The inclusions carry a high fiscal cost, and Italy upped its budget deficit target for 2019 to 2.4%. The final number will likely come in higher; Rome has undershot its own deficit targets for both 2017 and (likely) 2018 as well.
The new budget has had two immediate impacts: 1) it has sent bond markets into a frenzy; and 2) it has set the stage for a high-profile clash with Brussels.
Impact
Bond traders head for the exits. Italian yields have soared since the budget guidelines were made public, with 10-year bonds hitting 3.44% before falling back to 3.36% on Tuesday. The steep increases since last week (the 10-year closed at 2.91% on Friday) reflect the sense of compliancy that had settled over bond traders in the lead-up to the budget disclosure. Many had believed that Finance Minister Giovanni Tria would be able to impose a more austere spending outlook on the governing coalition.
Yields received another jolt on Tuesday when Claudio Borghi, a top economic official in the League, went on record stating that most of Italy’s problems could be solved by bringing back the lira. Borghi’s comments have since been walked back by Prime Minister Conte, who offered reassurances that Italy has no intention of leaving the euro zone.

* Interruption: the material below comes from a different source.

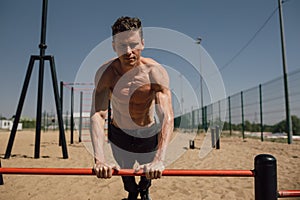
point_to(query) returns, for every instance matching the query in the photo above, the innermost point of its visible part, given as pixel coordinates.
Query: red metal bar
(125, 172)
(288, 193)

The overriding takeaway from the 2.4% budget target is that Italy will not be taking steps to reduce its public debt over the short-term. In a best-case scenario, the debt will remain stable. However, it’s far more likely that any combination of lackluster growth, a toxic debt-saddled financial system, and/or an external shock will see Italy’s debt increase under the coalition’s watch. Even the speculatory yield spikes of the past week can add up quickly and translate into significant new borrowing burdens for the Italian government.